Conventional kick detection methods relying on the pit gain and return flow rate were concluded to be effective. However, a flow check to determine if a kick is in progress is not possible. Two alternatives for stopping formation flow were considered, a “load-up” method of reducing the nitrogen rate vs. closing a subsea blowout preventer (BOP). BOP closure was shown to be faster and more reliable for stopping flow and minimizing kick volume.

Figure 4 shows the results from an example simulation of well control with riser gas lift. In this case, the well was shut in with the BOP, and then the kick fluids were circulated out through the choke line and a surface choke using essentially conventional methods. Based on simulations like this of several different alternatives, it was concluded that methods using a choke with returns up the choke line were simpler and more effective than alternatives with returns up the riser and using nitrogen rate adjustments to control wellbore pressure.
Bottomhole pressure was maintained relatively constant, using only choke adjustments and no variation in the nitrogen injection rate, which should indicate that successful well control in the field would be relatively straightforward.

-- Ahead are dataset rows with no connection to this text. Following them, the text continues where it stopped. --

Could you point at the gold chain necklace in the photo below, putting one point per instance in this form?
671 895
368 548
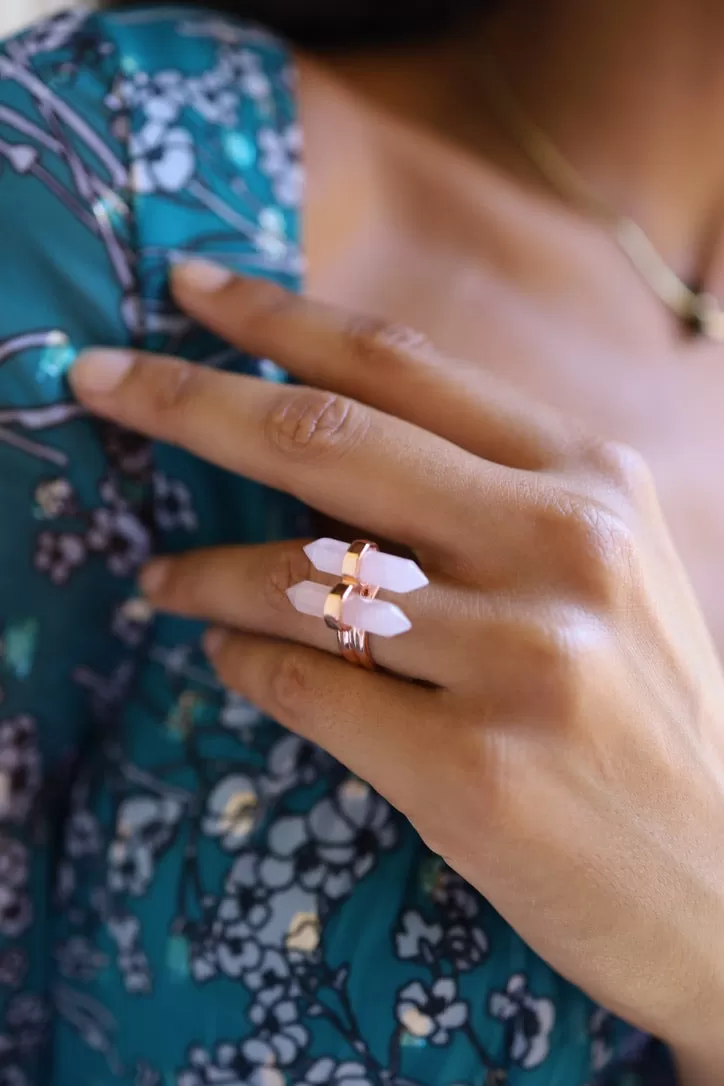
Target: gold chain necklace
698 311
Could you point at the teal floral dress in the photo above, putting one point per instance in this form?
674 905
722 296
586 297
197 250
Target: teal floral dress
190 896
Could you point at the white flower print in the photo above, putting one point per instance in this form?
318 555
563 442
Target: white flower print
121 537
245 896
163 159
78 959
144 825
231 1065
293 761
127 452
54 33
281 152
173 505
231 811
327 1072
237 951
334 846
160 97
431 1012
417 939
600 1028
270 239
13 967
83 834
269 977
280 1037
59 555
27 1018
466 946
55 497
131 620
530 1022
455 896
254 83
15 909
132 962
13 1076
20 767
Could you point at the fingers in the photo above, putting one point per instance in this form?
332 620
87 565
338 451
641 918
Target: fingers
245 589
388 366
343 458
388 732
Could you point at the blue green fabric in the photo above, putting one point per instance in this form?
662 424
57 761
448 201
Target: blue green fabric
190 896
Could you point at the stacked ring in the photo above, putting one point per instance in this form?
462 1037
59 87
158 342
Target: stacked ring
353 642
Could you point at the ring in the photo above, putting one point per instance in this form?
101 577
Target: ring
352 608
353 642
352 567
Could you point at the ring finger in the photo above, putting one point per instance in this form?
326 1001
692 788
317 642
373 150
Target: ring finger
245 588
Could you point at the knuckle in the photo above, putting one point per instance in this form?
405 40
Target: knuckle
560 668
622 466
381 343
172 389
314 425
596 545
288 569
289 684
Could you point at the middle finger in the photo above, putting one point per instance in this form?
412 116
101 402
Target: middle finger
343 458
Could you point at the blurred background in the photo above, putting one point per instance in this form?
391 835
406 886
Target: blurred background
16 13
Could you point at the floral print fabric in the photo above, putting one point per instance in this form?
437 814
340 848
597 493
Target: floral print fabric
190 896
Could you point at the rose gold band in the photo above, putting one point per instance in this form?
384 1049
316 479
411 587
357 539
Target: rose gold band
354 643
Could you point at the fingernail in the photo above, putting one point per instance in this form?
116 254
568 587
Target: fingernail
202 276
153 577
100 370
214 642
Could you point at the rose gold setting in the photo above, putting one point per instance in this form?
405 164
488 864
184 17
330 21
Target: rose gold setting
353 642
352 567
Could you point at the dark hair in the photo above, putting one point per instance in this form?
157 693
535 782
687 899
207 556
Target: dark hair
346 23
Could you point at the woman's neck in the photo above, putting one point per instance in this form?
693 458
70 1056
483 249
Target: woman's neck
633 95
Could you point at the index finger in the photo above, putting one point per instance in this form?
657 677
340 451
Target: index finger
380 363
346 459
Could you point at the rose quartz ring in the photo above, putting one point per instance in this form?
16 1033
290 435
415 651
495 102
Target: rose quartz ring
352 607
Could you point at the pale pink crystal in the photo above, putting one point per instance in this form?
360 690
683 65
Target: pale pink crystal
384 570
375 616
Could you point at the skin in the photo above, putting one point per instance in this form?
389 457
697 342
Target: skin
599 781
618 731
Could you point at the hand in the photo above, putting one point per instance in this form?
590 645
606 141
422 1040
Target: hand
569 758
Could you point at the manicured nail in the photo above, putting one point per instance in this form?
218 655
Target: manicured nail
214 642
202 276
153 577
100 370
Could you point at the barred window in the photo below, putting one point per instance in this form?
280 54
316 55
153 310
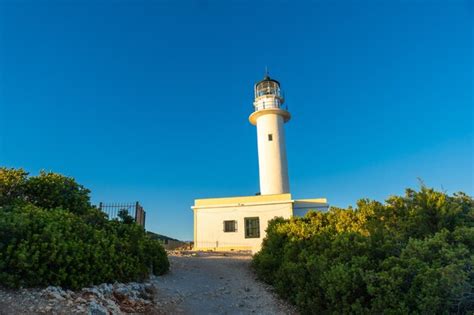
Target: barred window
252 227
230 226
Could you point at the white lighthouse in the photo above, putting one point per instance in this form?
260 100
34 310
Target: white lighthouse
239 223
269 116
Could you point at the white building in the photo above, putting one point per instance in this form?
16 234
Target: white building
239 223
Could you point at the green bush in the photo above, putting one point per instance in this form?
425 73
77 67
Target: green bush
50 234
412 254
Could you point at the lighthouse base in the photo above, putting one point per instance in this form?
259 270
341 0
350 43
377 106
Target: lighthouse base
239 223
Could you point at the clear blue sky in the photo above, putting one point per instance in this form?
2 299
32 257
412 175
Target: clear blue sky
149 100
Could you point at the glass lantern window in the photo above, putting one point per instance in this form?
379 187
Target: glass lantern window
268 88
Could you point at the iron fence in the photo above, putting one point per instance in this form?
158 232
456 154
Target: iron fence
133 209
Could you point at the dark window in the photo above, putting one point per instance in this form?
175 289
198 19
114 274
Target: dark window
230 226
252 227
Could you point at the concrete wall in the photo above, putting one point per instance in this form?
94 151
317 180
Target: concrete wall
272 161
301 207
209 228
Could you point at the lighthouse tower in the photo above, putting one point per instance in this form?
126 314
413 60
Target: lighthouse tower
269 116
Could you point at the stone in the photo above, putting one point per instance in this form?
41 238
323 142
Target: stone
97 309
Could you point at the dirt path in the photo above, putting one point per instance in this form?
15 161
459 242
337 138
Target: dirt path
214 284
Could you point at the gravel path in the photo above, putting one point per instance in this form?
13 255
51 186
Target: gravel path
211 283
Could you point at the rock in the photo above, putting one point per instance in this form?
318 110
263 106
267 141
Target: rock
97 309
54 293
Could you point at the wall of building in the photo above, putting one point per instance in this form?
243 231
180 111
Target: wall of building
301 207
272 160
209 224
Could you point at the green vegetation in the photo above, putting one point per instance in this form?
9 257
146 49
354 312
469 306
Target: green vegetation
413 254
50 234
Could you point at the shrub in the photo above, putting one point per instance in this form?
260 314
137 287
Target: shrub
412 254
50 234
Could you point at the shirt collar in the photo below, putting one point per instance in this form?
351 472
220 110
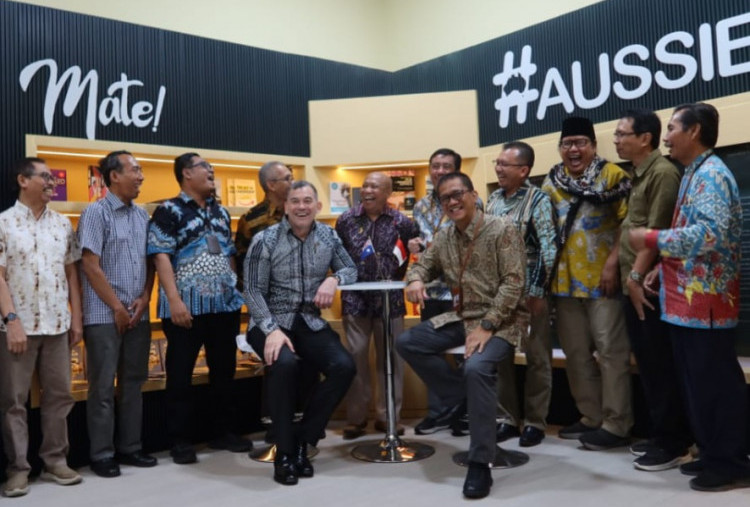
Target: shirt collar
187 199
519 193
360 210
692 166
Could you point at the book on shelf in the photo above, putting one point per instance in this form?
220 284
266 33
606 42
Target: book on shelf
78 364
60 192
97 188
156 359
402 198
340 195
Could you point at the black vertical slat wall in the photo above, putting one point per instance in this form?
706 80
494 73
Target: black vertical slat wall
218 95
230 97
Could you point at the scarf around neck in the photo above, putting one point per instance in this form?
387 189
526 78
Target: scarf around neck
583 189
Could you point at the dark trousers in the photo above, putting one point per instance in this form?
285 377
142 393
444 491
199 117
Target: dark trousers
651 344
715 397
216 332
423 348
432 308
325 353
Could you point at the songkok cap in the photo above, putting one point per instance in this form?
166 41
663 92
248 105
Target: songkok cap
578 126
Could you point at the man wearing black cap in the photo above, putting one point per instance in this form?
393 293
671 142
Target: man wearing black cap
590 197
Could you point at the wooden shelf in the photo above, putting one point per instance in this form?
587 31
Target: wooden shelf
80 391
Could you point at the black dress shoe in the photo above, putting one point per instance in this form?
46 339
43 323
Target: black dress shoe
284 470
106 467
136 459
531 436
506 431
478 480
304 467
183 454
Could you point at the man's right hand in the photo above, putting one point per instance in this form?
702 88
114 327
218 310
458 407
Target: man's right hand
122 319
416 293
275 341
415 245
16 337
180 314
638 298
651 282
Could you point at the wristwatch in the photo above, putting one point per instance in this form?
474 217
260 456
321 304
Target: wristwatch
636 277
487 325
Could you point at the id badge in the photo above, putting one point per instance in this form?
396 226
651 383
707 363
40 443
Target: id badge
213 244
457 297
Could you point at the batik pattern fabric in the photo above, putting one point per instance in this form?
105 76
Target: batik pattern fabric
592 233
700 268
205 280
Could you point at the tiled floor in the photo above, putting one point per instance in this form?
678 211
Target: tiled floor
558 474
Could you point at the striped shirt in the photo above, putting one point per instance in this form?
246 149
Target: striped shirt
116 233
531 211
283 274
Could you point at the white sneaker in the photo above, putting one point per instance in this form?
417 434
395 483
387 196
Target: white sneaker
61 474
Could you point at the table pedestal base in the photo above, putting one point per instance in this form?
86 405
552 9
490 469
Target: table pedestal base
503 458
392 450
268 454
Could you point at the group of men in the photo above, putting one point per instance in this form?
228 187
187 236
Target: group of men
485 279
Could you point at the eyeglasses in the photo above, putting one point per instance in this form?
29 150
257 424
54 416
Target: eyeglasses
447 165
619 134
505 165
47 177
288 178
205 165
453 196
578 143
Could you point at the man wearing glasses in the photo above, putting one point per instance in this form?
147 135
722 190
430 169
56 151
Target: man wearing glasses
275 180
483 261
531 211
655 184
38 278
190 240
590 197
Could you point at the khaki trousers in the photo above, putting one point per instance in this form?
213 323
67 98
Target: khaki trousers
358 331
51 357
538 384
600 385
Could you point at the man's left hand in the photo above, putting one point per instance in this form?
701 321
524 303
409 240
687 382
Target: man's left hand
610 281
476 340
136 309
327 290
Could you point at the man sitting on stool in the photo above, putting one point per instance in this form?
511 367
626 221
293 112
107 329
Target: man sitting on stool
286 285
483 260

However, the variation in bottomhole pressure was larger than typically desired, for two reasons: 1) There is always a gas phase in the choke line, which makes the effect of a surface choke pressure adjustment less predictable than for a system that has liquid in the choke lines (Using a remote-controlled seafloor choke upstream of the choke line could alleviate this); and 2) The simulator runs only in a batch mode, which prevents simple or quick correction of choke pressure and requires rerunning the simulation each time a wrong adjustment in choke pressure is made. Consequently, it is difficult and time-consuming to get simulations with exactly the desired results, and those shown were deemed acceptable for the purpose of showing system feasibility.

There are some differences vs. conventional well control. Nitrogen injection into the base of the choke line lowers wellhead pressure, which alleviates the concerns relating to excessive bottomhole pressure because of choke line friction that occurs in conventional well control. One additional item of equipment vs. that in a conventional system also would be desirable. Use of a drillstring valve that has been developed for use with the subsea mudlift drilling system would prevent excessive bottomhole pressure when the well is on choke and the drillstring filled with heavy wellbore mud.

Conclusion

Riser gas lift is operationally feasible. Overall, well control with a riser gas-lift approach to dual-density drilling should be practical using essentially conventional methods.